Buika istanbul'a konsere gelmeden önce biraz türkçe öğrenmiş ve bir de sürpriz şarkı bestelemiş türkçe bir isimde. Ya baktı bir yerden ya birine sordu herhalde.
Sonra konserde size bi sürprizim var diye birden bu özel bestesini söylemeye başladı. Arada o meşhur gırtlağıyla tişukulaaa diye bağırıyor. Buranın nakarat olduğunu anladı herkes tabii de, bunun türkçe bir kelimeye tekabül ettiğini anlamadık hiçbirimiz
Tabii şarkı beklenen tepkiyi almayınca biraz bozuldu kadıncağız. Sonra 1-2 anlayan izleyici salona doğru "teşekkürler-teşekkürler!" diye bağırdı da jeton düştü, beklenen alkış tufanı koptu. Herkes ne salağız düşüncesiyle alkış da alkış...

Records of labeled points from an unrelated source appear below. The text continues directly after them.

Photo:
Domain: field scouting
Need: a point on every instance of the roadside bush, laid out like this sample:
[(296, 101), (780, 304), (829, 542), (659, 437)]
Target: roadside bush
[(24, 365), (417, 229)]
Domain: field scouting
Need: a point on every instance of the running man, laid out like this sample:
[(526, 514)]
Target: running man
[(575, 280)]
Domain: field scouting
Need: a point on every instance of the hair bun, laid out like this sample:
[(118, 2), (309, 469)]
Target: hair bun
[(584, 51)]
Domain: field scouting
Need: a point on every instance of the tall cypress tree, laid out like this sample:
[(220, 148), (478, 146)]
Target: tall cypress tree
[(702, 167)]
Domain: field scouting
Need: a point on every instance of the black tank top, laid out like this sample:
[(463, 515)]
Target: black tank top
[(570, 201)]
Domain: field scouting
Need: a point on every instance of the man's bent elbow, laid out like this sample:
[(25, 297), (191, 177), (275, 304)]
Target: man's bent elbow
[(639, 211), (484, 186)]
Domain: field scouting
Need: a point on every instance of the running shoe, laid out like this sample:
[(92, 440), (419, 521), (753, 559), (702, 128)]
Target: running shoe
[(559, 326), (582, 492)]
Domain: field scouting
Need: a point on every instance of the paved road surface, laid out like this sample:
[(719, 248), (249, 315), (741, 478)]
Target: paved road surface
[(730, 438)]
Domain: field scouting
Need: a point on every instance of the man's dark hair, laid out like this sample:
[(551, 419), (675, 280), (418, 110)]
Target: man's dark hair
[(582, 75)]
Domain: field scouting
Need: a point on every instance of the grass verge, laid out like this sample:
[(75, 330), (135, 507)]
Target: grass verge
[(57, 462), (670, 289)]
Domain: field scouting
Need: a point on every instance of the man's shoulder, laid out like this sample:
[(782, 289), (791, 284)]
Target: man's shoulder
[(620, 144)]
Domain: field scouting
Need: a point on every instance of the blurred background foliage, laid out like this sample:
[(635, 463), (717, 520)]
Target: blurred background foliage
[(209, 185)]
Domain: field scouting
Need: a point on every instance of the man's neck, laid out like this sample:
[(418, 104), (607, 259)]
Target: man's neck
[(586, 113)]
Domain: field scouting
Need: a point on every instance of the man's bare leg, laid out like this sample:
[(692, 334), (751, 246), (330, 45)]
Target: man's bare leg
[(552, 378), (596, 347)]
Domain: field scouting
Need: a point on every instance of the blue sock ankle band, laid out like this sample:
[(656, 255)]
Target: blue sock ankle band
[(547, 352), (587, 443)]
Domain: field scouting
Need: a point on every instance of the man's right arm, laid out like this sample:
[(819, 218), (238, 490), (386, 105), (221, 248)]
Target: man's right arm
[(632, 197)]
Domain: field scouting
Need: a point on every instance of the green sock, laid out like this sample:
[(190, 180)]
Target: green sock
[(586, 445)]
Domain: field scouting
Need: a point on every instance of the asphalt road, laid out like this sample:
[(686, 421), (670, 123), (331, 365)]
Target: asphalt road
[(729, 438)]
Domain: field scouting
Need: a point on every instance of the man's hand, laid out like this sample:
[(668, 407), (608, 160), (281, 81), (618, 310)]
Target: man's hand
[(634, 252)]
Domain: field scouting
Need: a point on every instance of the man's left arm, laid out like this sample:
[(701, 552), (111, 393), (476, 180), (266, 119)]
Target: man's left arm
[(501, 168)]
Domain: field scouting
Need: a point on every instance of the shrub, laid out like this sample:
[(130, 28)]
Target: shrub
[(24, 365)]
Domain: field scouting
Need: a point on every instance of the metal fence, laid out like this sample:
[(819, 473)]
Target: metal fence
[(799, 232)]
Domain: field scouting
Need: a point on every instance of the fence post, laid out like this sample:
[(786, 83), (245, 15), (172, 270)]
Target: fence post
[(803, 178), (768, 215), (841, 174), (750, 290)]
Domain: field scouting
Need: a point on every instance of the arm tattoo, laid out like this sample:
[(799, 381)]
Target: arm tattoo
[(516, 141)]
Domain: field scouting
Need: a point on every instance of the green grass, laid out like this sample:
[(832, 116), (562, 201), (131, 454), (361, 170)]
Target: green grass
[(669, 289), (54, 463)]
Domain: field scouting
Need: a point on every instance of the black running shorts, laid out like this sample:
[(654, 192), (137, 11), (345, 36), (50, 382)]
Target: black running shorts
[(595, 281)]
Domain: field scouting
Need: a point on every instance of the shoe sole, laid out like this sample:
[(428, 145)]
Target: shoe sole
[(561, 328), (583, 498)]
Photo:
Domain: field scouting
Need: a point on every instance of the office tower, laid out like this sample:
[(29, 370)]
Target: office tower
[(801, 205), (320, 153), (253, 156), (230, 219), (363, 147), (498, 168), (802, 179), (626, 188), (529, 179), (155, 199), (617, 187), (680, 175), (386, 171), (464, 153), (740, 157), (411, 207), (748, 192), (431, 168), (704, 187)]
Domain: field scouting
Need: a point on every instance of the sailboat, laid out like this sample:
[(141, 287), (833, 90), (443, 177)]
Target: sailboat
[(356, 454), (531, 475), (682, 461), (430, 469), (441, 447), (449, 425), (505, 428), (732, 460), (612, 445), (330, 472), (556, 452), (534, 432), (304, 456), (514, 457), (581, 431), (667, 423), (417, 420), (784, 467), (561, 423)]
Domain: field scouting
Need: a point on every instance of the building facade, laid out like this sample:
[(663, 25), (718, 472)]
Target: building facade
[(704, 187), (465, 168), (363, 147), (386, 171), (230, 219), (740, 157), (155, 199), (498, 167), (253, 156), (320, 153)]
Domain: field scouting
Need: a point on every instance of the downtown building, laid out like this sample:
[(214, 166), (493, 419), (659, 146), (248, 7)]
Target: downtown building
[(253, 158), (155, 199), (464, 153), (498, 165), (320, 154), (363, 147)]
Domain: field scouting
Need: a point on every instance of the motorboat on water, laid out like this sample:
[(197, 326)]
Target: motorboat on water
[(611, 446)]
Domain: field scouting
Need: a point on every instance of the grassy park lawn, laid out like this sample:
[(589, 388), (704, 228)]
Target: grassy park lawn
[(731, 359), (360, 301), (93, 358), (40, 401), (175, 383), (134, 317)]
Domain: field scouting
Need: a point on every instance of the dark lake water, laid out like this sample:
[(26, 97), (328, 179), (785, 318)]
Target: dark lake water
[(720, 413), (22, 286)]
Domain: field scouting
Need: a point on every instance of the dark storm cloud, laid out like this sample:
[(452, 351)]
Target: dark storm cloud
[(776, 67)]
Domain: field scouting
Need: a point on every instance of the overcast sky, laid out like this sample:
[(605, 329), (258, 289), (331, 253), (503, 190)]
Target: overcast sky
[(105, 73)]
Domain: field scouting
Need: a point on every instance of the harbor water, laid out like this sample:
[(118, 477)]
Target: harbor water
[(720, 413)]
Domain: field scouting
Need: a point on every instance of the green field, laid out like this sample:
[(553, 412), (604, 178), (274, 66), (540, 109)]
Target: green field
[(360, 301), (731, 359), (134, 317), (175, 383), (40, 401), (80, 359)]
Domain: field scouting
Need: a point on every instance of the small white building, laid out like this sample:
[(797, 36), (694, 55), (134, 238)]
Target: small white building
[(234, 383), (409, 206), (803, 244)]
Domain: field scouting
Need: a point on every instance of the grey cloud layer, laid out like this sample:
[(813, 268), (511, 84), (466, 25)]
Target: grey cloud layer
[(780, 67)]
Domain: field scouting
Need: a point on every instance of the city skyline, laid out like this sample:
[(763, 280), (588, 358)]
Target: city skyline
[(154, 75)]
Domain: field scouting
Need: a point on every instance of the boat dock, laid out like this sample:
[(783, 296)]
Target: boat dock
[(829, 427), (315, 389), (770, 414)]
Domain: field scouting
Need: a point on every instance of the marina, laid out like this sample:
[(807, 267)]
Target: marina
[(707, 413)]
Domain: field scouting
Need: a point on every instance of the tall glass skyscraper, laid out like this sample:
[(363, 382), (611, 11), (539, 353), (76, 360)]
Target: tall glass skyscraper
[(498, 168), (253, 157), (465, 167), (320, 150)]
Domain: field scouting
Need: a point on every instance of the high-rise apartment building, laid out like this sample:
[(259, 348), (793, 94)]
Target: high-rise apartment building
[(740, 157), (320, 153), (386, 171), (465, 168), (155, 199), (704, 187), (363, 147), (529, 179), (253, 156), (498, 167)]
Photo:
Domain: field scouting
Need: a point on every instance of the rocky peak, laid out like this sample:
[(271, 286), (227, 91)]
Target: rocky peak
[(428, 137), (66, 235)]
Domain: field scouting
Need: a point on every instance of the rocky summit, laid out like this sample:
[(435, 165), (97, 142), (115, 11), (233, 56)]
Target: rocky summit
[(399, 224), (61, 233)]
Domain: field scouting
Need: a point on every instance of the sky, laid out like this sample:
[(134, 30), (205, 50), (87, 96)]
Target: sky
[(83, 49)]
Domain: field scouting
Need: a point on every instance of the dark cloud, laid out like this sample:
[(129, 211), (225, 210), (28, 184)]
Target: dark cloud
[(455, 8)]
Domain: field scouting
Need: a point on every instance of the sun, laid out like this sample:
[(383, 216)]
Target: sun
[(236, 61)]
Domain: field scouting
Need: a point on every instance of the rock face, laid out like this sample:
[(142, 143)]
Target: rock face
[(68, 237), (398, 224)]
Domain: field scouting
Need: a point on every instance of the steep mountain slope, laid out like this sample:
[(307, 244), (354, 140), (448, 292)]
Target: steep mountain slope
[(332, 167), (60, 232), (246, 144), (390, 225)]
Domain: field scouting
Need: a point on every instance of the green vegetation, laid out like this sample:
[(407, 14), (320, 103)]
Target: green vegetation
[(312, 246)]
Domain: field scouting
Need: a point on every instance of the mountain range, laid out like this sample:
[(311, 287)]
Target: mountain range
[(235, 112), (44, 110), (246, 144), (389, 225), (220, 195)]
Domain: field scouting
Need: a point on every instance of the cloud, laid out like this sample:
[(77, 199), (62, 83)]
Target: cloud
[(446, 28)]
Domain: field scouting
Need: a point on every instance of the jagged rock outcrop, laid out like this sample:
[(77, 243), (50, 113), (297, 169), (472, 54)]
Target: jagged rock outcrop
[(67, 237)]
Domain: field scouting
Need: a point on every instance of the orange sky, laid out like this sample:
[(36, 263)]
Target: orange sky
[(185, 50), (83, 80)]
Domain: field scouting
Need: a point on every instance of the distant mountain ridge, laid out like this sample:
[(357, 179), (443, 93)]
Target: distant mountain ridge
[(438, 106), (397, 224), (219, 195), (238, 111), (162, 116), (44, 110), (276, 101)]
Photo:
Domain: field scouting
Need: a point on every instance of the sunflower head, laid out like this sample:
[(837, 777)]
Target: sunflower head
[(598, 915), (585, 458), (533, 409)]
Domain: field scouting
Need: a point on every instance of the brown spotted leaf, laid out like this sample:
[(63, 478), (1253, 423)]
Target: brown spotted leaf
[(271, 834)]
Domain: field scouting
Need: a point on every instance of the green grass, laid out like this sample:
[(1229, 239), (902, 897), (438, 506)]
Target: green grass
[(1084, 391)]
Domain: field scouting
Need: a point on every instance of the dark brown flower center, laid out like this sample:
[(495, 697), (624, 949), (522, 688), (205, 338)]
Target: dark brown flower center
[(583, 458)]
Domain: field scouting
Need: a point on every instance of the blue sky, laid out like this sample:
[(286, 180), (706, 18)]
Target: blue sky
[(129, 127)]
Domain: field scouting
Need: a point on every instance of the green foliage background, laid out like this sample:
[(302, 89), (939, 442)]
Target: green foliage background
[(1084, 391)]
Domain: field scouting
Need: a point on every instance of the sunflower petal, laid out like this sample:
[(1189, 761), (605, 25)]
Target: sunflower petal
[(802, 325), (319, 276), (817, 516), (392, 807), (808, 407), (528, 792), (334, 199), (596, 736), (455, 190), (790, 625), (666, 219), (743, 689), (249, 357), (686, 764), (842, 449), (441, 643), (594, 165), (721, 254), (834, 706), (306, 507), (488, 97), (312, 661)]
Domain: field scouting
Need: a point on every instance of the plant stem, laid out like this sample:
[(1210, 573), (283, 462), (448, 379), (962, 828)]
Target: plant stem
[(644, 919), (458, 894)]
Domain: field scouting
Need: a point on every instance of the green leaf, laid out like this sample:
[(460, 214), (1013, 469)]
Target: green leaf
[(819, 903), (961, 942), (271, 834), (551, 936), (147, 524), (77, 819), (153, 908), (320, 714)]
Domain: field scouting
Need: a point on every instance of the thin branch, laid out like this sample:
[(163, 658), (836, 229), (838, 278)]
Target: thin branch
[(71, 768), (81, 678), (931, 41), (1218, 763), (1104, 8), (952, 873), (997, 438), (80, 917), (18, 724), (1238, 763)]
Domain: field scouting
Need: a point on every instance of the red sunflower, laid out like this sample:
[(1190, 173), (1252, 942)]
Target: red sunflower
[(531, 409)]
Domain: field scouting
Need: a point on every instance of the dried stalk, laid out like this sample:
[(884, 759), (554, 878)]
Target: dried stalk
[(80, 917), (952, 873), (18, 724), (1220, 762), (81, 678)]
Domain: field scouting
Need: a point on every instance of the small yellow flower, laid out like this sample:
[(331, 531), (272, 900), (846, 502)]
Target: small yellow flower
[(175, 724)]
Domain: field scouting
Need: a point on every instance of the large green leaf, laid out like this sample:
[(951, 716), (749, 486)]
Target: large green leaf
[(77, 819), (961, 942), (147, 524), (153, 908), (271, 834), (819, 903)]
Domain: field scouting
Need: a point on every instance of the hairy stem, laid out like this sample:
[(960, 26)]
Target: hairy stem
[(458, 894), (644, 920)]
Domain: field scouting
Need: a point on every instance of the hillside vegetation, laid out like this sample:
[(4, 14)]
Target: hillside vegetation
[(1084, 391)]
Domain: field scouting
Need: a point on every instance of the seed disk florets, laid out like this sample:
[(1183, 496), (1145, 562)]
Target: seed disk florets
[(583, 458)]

sesine hastayim ben bu kadinin. Flamenko, caz ve soul müziği harmanlayip ortaya mükemmel birsey cikiyor. cok duygusal, cok atarli, cok böyle derinlerdeki bene hitap eden sarkilar.
(bkz: no habra nadie en el mundo) sarkisi olaganustudur. bu sarkinin oldugu albumun kapaginda kendi ciplak fotosu yer almaktadir. millet altta yorumlara yazmis ayni kibariye söylemis gibi diye de kibariye krodur falan ama sesi güzeldir hakkini yiyemem. ah istanbul söyleyisi beni derinden etkiler
no habra nadie en el mundo şarkısı en az yabancılık çekeceğiniz, en etkileyici şarkılarından biri iken, volveras ile de duygusallığın dibine vurursunuz.